SYSTEM: "What a lovely pair of fake names and fake stories, built on lies and assumptions and mutual misunderstanding. If I had a functioning heart instead of this data-processing unit, it would be throwing up right now. This is beautiful tragedy in miniature."

She turned gracefully, stepping into the shadows with the trained movement of someone born to nobility, her form seeming to dissolve into the darkness itself.

He watched her go, still holding the three precious scrolls, unsure if he had just been blessed by the universe or accidentally conned into something monumentally bigger and more complicated than he'd bargained for.

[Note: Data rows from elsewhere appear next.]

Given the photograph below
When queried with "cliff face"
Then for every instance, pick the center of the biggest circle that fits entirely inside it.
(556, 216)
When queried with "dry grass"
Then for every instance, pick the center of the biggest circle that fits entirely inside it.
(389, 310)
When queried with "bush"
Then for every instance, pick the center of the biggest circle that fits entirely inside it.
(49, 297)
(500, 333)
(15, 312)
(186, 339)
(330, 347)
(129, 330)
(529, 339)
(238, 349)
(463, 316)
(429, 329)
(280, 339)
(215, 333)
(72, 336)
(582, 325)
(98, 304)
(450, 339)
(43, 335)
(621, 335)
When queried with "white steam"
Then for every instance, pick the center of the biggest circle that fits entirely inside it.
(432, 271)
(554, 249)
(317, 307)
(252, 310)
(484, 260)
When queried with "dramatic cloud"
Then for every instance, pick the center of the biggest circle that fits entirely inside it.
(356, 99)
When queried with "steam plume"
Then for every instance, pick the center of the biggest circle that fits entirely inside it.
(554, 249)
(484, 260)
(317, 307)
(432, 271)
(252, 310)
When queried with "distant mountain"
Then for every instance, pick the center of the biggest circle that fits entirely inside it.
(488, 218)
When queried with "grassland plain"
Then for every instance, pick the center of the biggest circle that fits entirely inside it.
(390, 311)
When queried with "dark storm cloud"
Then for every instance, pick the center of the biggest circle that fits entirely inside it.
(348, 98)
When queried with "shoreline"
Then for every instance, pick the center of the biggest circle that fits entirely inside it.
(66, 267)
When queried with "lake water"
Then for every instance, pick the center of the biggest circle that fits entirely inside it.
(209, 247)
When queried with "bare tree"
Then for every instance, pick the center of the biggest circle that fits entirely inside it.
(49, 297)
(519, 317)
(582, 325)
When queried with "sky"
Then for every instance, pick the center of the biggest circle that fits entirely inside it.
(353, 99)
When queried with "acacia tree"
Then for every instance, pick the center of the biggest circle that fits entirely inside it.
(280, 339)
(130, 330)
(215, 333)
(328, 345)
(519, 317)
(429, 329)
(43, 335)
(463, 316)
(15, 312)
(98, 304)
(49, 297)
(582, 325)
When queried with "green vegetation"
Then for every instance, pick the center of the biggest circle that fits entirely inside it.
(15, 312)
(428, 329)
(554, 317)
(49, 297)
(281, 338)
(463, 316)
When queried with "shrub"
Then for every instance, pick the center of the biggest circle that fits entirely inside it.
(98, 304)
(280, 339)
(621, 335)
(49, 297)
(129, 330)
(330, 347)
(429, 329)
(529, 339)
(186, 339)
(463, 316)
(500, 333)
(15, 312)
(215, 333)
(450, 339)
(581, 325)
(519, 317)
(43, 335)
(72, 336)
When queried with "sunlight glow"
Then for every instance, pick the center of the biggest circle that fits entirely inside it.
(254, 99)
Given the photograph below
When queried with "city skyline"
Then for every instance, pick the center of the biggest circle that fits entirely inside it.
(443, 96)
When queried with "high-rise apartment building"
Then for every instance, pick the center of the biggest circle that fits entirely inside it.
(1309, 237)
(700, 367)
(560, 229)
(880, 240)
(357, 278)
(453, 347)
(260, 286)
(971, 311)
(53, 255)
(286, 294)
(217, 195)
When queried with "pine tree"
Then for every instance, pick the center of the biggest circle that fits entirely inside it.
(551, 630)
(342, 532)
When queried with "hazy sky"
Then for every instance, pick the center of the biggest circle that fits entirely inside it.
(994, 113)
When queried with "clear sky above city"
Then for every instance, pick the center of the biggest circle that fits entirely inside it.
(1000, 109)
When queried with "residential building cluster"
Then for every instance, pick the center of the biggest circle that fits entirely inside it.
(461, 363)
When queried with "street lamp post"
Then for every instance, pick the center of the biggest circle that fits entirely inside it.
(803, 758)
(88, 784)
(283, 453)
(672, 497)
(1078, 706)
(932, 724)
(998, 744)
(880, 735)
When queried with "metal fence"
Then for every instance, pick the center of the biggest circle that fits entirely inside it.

The scrolls felt heavy in his hands. Not physically—they were light, just silk and paper. But mentally, they felt like the weight of all his lies, all his false confidence, all his pretense of being something he wasn't.

Then, from inside his head—

SYSTEM: "You realize she probably thinks you're already at Level 4 or Level 5, right? That you're some kind of hidden genius revising your basics?"

'I didn't mean for that! She just assumed and I didn't correct her!'Aryan protested internally.

SYSTEM: "So when you face her in that tournament, are you planning to impress her with 25 kilograms of Novice strength and raw luck? You're going to be obliterated. She'll crush you like an ant."

'...I hate you,'Aryan said, slumping against the banyan tree trunk.

SYSTEM: "Feelings are mutual, sweetheart. But hey—at least you have the manuals now. Maybe they'll actually help you get better instead of just relying on cosmic luck and dumb survival instinct."

He opened the first scroll slowly, carefully, almost reverently. The cultivation techniques laid out were elegant, precise, written by masters who understood the flow of Chakra on a level he could barely comprehend.

But as he read the first few lines, something strange happened.

Understanding began to bloom.

And for the first time since tonight's disaster, Aryan felt a spark of genuine hope.